Come tutelarsi dai furto di immagini private a casa
Come possiamo tutelarci da questo tipo di attacchi? Dato che in genere operano tramite credenziali di accesso, la cosa migliore che possiamo fare è irrobustirle, creare password complesse, sempre diverse tra loro e associarle a un 2FA, un secondo fattore di autenticazione. Che configuriamo una mail o una videocamera, dobbiamo quindi ricordare il principio che la prima protezione è rappresentata dalla complessità dei segreti necessari per l’accesso.
Ovviamente rimangono rischi legati a vulnerabilità, firmware, bug che si possono ridurre aggiornando i dispositivi all’ultima versione del sistema. È raro che un utente si ricordi di aggiornare la telecamerina con la quale osserva da fuori casa il proprio gatto ma è importante ricordare che se l’obiettivo punta sul proprio divano o peggio ancora in bagno o in camera da letto, sarebbe opportuno considerare la possibilità di spegnere i dispositivi quando si è in casa o comunque tenerli aggiornati.
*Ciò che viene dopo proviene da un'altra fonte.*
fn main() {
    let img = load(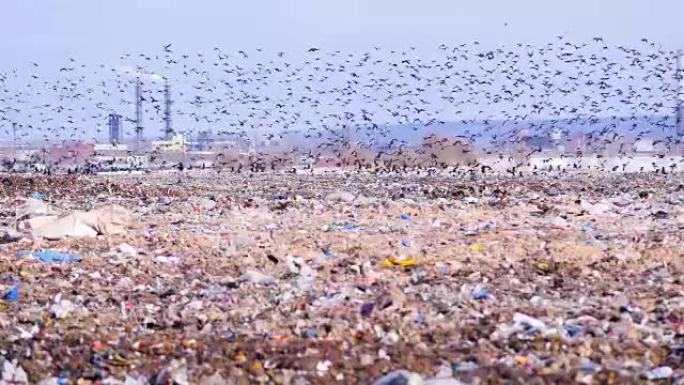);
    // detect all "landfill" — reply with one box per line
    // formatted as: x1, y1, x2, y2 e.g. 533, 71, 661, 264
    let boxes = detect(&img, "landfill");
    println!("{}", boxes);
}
0, 171, 684, 385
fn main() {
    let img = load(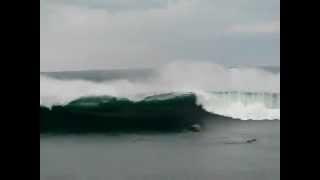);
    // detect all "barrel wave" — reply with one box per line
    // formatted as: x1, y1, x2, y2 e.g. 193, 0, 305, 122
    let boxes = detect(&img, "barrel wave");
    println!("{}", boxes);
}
40, 62, 280, 133
40, 93, 214, 133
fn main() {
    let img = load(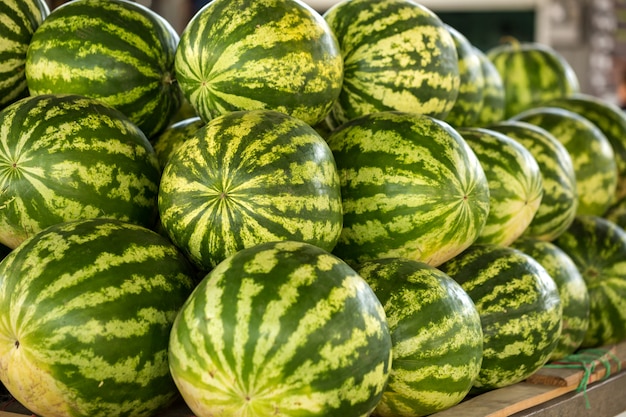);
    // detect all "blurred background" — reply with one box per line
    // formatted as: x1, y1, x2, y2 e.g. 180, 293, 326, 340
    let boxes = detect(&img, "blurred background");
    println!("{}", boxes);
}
42, 0, 626, 104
Uno dei consigli più validi, in ogni caso, è proprio quello di non puntare questi oggetti in aree “intime” come camera da letto o bagni, considerando sempre la possibilità che i video ripresi possano uscire ed essere divulgati. L’esfiltrazione di video della cuccia del gatto o del cane, per esempio, per quanto fastidiosa può essere di poco interesse rispetto invece ai video ripresi in camera da letto o in bagno, zone nelle quali assolutamente i sistemi di sorveglianza andrebbero evitati o spenti se in presenza.
Se abbiamo router come Eero o Google Mesh, possiamo anche periodicamente controllare a quanto ammonta il traffico trasmesso verso l’esterno dalle nostre telecamere o dal nostro impianto di sorveglianza: se siamo stati in casa tutto il giorno e sono usciti diversi GByte di dati dall’impianto, è possibile che ci sia qualcosa che non va e che qualcuno si sia connesso per esfiltrare i dati.
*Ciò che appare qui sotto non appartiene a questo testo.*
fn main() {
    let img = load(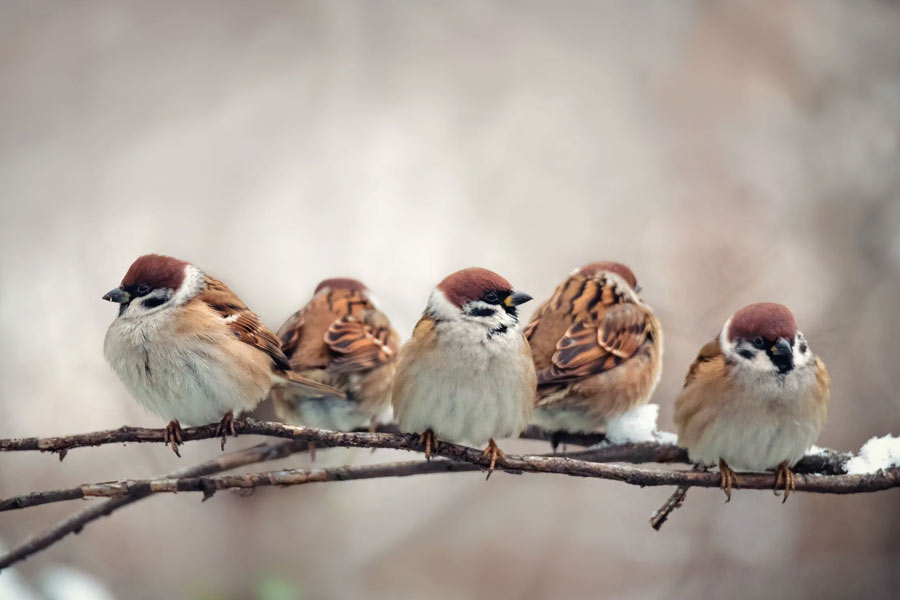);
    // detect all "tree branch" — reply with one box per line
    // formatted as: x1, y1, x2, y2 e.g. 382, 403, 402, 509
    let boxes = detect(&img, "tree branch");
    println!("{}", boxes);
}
0, 419, 900, 569
0, 418, 850, 475
0, 444, 900, 510
0, 441, 306, 571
Non tutti i router hanno questa funzionalità di controllo “granulare” della quantità di dati scaricati e inviati verso l’esterno ma se è disponibile il consiglio è di utilizzarla proprio per verificare se ci sono attività anomale di esfiltrazione.
I rimedi dopo l’attacco
Nella vicenda De Martino emerge in modo evidente il tentativo delle vittime di rimediare alla fuoriuscita e divulgazione dei video tramite il ricorso all’autorità giudiziaria. Sicuramente ottima cosa dal punto di vista civile, ma poco utile per evitare la diffusione dei filmati, che una volta usciti dal controllo diventa praticamente impossibile fermare.
Certamente se pubblicati su siti di streaming “ufficiali” è possibile richiederne il “takedown” e la immediata rimozione, ma nella realtà i gruppi di condivisione fanno uso di piattaforme cifrate e chiuse come Telegram, Singal, Kik, etc… che non permettono né di visionare cosa si stanno scambiando le persone né di eliminare i contenuti.
L’intervento post divulgazione quindi è molto limitato, si può certamente ricorrere al Garante della Privacy come ha fatto il De Martino, ma senza sperare che sia risolutivo. Chiaramente qualcuno si farà delle remore in più e, letto l’intervento del Garante, comprenderà che la divulgazione dei video non solo è un illecito ma è anche un reato.
Purtroppo qualunque contromisura presa dopo l’esfiltrazione dei video è poco efficace, motivo per il quale è importante investire del tempo a prevenire l’eventuale attacco o accesso e mettere in sicurezza i propri sistemi di videosorveglianza.